In the waning days of the Biden administration, questions swirled about how and whether the Department of Education (ED) might alter—or even erase—the longstanding “Dear Colleague” letter that serves as a guidepost for online program management (OPM) contracts.
In recent weeks, we’ve been asked the same question by a growing number of college leaders and providers: So where did it all land?
The short answer is easy: business as usual. The tuition-share contracting model for OPM relationships was ultimately reaffirmed by the Biden administration. In this blog post, our team takes a deeper dive into the history—and current state—of the Department’s “bundled services” guidance.
Get up to speed
In the final two years of the Biden administration, ED initiated a review of guidance for OPMs, fueling confusion and concern among colleges and universities that utilize such partnerships to launch and expand access to online programs and reach a fast-growing population of “today’s students.”
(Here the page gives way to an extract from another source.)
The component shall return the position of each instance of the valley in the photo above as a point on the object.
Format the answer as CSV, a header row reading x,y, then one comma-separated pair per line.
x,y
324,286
At the core of the issue was a 2011 “Dear Colleague” letter (DCL) which has informed the work of colleges and universities that rely on tuition-sharing arrangements for more than a decade.
In short, the DCL confirmed that tuition-sharing is permissible under federal law, so long as a third-party provider bundled recruitment services with other functions and was unaffiliated with the institution.
The guidance interprets a 1992 statute, passed in the wake of a now infamous report on for-profit colleges, that banned “incentive payments” to “persons or entities” “engaged” in “student recruiting or admissions” activities. Of course, contemporary OPM contracts didn’t exist at the time. And while the accompanying Conference Committee Report made clear that the law was meant only to prohibit payments based solely on enrollment and recruitment, ED’s guidance was welcome news to the growing number of institutions that were innovating to meet learner demand.
What’s a DCL, anyway? A DCL does not establish new law or regulation. It is sub-regulatory guidance, meant to guide institutions in interpreting the law. Ultimately, it is up to institutions to determine what they feel is in compliance with law and regulation. DCLs are meant to guide how the Executive Branch will interpret and implement the law in question.
In 2023 and 2024, concerns about bad actors led to increased pressure on the Biden administration to boost oversight of university contractors, including OPMs.
In response to the increased scrutiny and a 2022 GAO Report, ED launched a formal review of the 2011 guidance and began to accept comments.
The threat of more restrictive regulations never came to pass, calming the waters for institutions and signaling a normalized regulatory (and political) environment for OPMs in years to come.
Instead of a draconian alternative, the outgoing Biden administration issued a new DCL confirming that the statute permits institutions revenue share agreements with third parties that provide recruitment services as long as they bundle recruitment with a package of other services.
While significant, news of the January guidance failed to make headlines, as the presidential election—and potential dismantling of ED—dominated our collective consciousness.
So, what’s in the January letter?
The January DCL effectively reaffirms the 2011 guidance and provides additional clarity and guideposts to safeguard against the risk of misrepresentation by third-party servicers. Among other things, the letter reminds institutions they are responsible for the activities of third parties working on their behalf and focuses on three potential forms of misrepresentation:
- Inaccurately identifying employees of third parties as college employees (e.g., through potentially using university titles or email addresses).
- Inaccurately identifying third-party recruiters or sales representatives as an “academic advisor” or “counselor.”
- Comparing outcomes of online programs managed by third parties as “the same” as campus-based programs.
By building upon the 2011 DCL, the Department further entrenched its tenets in federal policy and provided new clarity to inform the structure of arrangements in response to growing student demand. As former U.S. Department of Education General Counsel Charlie Rose recently wrote: “The Department’s reaffirmation of the March 2011 DCL underscores the federal statutory foundation for IHEs [institutions of higher education] that prefer to use a revenue-share contracting model for building and managing online programs.”
What’s next?
While the Trump Administration is unlikely to prioritize the regulation of OPMs, Congress is seeking to codify the 2011 ’bundled services” guidance into law. North Carolina Rep. Virginia Foxx’s (former Chair of the House Education and Workforce Committee) College Cost Reduction Act (CCRA), which serves as a blueprint for this Congress’ higher education policy priorities, includes language specifically noting the incentive compensation ban does not apply to third parties that i) bundle services, ii) do not provide any incentive compensation to their employees, and iii), is not awarding or disbursing federal aid.
Our March Education Insider survey found that support for such codification may be growing. More than a quarter of insiders believe that such language is likely to pass through the budget reconciliation, up from just 7% who thought that in a similar January survey.